Leider mengatakan, kejadian ini menunjukkan bahwa persepsi polarisasi sudah lebih tertanam kuat, mengalahkan kebutuhan akan perdamaian komunal. Ia menyoroti latar belakang konflik ini yang menurutnya kerap terlupakan.

Sejarawan Perancis ini menyalahkan sebagian besar media internasional yang tidak tertarik pada kompleksitas historis dari masalah ini, lalu hanya membahas situasi kemanusiaan yang terjadi di Rohingya. Menurutnya, konflik ini berawal dari kesenjangan demografi.

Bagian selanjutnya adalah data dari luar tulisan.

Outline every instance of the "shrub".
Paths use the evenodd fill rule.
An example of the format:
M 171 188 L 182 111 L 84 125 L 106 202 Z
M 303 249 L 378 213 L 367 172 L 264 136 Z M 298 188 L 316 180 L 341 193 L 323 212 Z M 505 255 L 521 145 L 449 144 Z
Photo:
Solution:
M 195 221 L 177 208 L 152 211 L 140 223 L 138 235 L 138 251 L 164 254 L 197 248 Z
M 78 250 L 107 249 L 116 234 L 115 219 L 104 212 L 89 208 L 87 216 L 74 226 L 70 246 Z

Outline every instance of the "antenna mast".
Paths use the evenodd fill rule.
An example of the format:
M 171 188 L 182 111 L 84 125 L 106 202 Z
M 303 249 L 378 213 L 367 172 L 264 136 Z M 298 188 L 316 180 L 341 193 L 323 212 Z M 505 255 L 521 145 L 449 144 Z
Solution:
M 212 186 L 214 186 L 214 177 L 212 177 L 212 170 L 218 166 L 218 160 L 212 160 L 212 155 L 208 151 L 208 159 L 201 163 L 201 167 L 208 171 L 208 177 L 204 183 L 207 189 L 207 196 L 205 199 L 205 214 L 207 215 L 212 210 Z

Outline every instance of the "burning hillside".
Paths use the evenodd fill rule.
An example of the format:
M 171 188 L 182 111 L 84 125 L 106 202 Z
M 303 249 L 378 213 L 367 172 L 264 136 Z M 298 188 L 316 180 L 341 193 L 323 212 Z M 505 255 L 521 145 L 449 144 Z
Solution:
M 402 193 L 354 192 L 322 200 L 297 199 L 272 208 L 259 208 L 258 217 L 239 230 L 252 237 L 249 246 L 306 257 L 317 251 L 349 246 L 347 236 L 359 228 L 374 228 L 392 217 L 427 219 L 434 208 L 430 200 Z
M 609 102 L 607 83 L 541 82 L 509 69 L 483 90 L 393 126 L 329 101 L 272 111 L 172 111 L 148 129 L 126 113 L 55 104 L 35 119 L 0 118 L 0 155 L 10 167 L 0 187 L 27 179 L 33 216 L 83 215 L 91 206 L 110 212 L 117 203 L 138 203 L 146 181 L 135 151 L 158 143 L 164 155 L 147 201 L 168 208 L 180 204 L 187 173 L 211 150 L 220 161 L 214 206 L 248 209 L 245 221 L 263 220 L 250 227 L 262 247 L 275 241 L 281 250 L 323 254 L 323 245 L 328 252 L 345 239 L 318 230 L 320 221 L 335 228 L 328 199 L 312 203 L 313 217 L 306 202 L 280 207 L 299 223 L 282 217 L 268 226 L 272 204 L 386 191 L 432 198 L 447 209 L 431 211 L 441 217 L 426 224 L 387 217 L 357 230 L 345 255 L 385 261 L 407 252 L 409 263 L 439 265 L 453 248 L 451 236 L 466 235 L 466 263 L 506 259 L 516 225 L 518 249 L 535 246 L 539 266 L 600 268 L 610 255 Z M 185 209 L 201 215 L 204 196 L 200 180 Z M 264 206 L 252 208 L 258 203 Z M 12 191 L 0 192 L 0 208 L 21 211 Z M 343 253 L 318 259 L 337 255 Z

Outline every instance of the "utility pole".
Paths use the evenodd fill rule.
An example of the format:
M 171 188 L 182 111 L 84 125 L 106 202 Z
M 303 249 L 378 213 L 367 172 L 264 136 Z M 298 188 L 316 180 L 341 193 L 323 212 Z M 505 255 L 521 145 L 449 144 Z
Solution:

"Kesenjangan demografi antara komunitas Muslim yang berkembang pesat dan komunitas Rakhine Buddhis diabaikan sebagai pendorong ketegangan selama beberapa dekade terakhir," kata dia.

Secara internasional, menurut Leider, Myanmar dipandang berusaha mempertahankan sesuatu yang tidak dapat diperdebatkan karena menyangkut pelanggaran HAM. Secara internal, komunitas Buddhis merasa terancam oleh aliansi global negara dan organisasi Muslim.

Leider melihat ada marginalisasi secara sistematis terhadap Muslim Rohingya, seperti pada era 1070-an. Hilangnya hak kewarganegaraan hanya satu aspek. Sejak merdeka pada 1948, ia mencatat telah ada usaha untuk membuat hubungan Buddha dan Muslim menjadi tegang.

Karena kompleksitas historis itu kurang dipahami, lanjut dia, Myanmar merasa disalahpahami dan Rohingya selalu kekurangan dukungan dari dalam negeri. Media internasional disebutnya mencerminkan konflik ini sebagai isu biner yang disederhanakan. Yakni, negara Buddha rasis terhadap Muslim yang tidak berdaya. "Namun ini hanya satu aspek dari realitas politik yang kompleks," kata dia.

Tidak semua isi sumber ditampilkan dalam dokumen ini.